The council followed this with a Scheme of Special Planning Control for the street, restricting the use of buildings. Certain establishments would be refused planning permission, including fast-food outlets, amusement arcades, bookmakers, discount shops, phone shops and sex shops.

However, Graham Hickey, chief executive of the Dublin Civic Trust, says that these provisions have limited effect.

“These are excellent policies, but only come into play when there’s a planning application. If a development proposal comes in to the council, it will be assessed in accordance with the ACA or the planning controls. But if nobody goes for planning permission – and that’s been the case with most buildings on the street with long-standing legacy issues of poor presentation – neither of those two policy instruments are applicable,” he says.

Some recent planning applications have resulted in much improved shopfronts, but these remain the minority. A more direct intervention by the council to work with owners to achieve the vision it wants for the street is needed, Hickey says.

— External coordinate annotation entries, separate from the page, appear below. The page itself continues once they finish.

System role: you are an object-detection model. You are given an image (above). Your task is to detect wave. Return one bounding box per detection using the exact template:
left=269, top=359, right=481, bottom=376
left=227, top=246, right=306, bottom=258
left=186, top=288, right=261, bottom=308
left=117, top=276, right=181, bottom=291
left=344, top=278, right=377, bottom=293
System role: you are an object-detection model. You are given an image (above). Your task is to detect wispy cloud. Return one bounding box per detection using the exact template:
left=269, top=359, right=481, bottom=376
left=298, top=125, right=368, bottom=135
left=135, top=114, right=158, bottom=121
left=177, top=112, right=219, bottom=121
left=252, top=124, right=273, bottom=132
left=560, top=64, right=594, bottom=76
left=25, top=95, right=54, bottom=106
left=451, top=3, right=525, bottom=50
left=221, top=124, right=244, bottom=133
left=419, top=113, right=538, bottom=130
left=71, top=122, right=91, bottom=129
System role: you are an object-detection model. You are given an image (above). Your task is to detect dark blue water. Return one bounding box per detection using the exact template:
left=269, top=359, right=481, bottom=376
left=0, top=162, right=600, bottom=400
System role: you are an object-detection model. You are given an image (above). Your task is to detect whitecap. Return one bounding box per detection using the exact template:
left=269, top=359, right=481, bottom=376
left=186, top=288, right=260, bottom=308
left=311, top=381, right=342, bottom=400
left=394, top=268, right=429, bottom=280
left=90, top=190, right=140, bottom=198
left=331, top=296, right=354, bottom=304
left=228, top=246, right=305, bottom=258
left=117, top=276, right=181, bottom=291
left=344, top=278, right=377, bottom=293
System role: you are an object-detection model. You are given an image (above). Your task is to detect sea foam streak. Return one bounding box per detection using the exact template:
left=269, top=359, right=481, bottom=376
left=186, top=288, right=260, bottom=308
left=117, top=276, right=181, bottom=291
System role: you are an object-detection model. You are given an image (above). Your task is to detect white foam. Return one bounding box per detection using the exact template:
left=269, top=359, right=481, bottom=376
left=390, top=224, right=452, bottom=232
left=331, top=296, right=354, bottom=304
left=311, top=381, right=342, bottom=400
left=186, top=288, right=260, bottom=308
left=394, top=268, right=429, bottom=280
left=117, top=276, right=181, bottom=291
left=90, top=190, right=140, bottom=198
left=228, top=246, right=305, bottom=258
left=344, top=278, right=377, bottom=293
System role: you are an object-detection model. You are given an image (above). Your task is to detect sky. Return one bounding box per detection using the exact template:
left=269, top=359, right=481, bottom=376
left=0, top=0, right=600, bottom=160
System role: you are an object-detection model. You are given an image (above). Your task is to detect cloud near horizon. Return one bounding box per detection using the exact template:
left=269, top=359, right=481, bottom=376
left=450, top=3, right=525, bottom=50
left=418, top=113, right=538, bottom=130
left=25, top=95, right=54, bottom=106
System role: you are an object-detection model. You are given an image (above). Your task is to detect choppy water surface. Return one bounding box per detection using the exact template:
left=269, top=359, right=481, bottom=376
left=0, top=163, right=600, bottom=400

“Grafton Street holds a premium connotation in our collective imagination, but to be honest I think that really exists between the covers of a book,” he says.

“The reality on the ground is less romantic, the street certainly is not presented to its best advantage. These property owners, many of them on the scale of pension funds, in other European cities would be jostling to have the best presented building on the street. Sadly, Grafton Street is bargain-basement in its presentation.”

The council says it is seeking to “boost the attractiveness” of Grafton Street by “improving the quality of the public environment” as well examining its mix of uses. The special planning controls will be reviewed next year and the council says it will “work with all stakeholders to ensure that the street retains its national and international significance as a shopping destination”.